DOL releases first round of guidance on Families First Coronavirus Response Act
The U.S. Department of Labor put out the first round of guidance on the Families First Coronavirus Response Act (FFCRA) late yesterday, March 24, 2020, which included:
Below are the key takeaways from the guidance:
- The paid leave provisions of the FFCRA will go into effect on April 1, 2020.
- The paid leave provisions are not retroactive. If an employer has provided employees with additional paid leave for a qualifying reason under the Emergency Paid Sick Leave prior to April 1, 2020, that cannot be subtracted from the 80 hours required by the Act. The Emergency Paid Sick Leave imposes a new leave requirement beginning April 1, 2020.
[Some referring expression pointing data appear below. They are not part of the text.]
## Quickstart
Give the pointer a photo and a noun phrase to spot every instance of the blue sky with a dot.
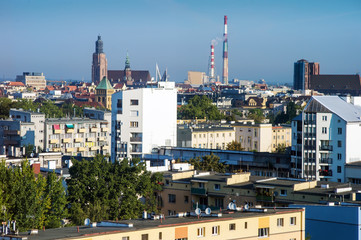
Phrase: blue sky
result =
(266, 37)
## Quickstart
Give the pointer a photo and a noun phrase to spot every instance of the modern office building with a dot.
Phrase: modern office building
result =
(143, 119)
(325, 138)
(303, 70)
(269, 224)
(100, 64)
(33, 80)
(204, 136)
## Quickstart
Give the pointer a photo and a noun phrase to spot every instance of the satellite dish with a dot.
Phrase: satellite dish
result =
(229, 205)
(208, 211)
(87, 222)
(198, 211)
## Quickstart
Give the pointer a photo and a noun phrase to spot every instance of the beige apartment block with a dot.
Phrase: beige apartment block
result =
(269, 224)
(204, 136)
(281, 136)
(254, 136)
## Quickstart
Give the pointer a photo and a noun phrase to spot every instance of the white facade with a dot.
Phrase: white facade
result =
(331, 128)
(143, 119)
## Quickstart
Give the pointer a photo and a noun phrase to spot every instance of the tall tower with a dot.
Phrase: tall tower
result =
(225, 53)
(100, 65)
(211, 73)
(127, 70)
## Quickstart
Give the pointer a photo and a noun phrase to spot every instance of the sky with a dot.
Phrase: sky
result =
(265, 37)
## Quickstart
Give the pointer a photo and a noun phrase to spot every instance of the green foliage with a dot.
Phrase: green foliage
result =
(101, 190)
(26, 198)
(208, 163)
(235, 146)
(199, 107)
(256, 115)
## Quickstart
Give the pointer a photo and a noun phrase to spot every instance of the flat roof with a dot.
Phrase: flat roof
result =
(140, 224)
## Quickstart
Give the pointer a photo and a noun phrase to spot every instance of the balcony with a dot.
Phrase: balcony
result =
(325, 161)
(54, 141)
(325, 173)
(309, 122)
(11, 133)
(198, 191)
(81, 130)
(326, 148)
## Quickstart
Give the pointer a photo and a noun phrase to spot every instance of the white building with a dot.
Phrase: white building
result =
(143, 119)
(326, 137)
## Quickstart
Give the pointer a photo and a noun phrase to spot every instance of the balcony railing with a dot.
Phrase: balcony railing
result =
(326, 160)
(198, 191)
(326, 147)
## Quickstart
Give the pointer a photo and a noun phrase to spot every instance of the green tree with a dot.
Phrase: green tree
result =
(235, 146)
(256, 115)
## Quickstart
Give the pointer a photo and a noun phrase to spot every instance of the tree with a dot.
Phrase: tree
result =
(208, 163)
(256, 115)
(199, 107)
(235, 146)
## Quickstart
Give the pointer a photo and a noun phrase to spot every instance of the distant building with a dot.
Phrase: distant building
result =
(33, 80)
(142, 119)
(303, 70)
(103, 93)
(100, 64)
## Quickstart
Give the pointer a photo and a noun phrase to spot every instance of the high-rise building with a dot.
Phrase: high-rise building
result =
(143, 119)
(100, 65)
(325, 138)
(302, 73)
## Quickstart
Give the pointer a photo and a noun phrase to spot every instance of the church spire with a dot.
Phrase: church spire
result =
(99, 45)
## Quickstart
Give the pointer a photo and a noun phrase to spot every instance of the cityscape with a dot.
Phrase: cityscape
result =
(180, 120)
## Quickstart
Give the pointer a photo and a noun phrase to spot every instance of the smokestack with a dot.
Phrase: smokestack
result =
(211, 72)
(225, 53)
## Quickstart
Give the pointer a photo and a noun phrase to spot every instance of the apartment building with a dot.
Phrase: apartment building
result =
(204, 136)
(187, 190)
(32, 79)
(143, 119)
(254, 136)
(281, 137)
(77, 136)
(270, 224)
(325, 138)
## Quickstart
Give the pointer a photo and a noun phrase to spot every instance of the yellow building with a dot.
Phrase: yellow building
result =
(268, 224)
(103, 93)
(281, 137)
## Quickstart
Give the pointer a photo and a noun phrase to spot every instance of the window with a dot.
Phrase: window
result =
(133, 124)
(201, 232)
(134, 102)
(232, 227)
(324, 130)
(339, 131)
(263, 232)
(283, 192)
(171, 198)
(215, 230)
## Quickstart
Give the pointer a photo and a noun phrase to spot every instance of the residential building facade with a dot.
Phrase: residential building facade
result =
(143, 119)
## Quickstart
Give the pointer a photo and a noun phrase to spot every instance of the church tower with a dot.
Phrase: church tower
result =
(103, 93)
(100, 65)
- For calculating whether a company has fewer than 500 employees, the number is based on how many employees the company has at the time the employee’s leave is to be taken. The count will include: full-time and part-time employees in the U.S. or any territory or possession of the U.S.; employees on leave; temporary employees who are jointly employed by the company and another employer; and day laborers supplied by a temp agency. The count does not include independent contractors or separate employers that do not meeting the integrated employer test under FMLA.
- For employers with less than 50 employees that would like to use the small business exemption (meaning applying the paid leave laws under the FFCRA would jeopardize the viability of the business), DOL stated that it will set forth the necessary criteria that must be met to qualify for the exemption in forthcoming regulations.
- Calculating what employees are to be paid while on Emergency FMLA or under the Emergency Paid Sick Leave is based on the employee’s regular rate of pay.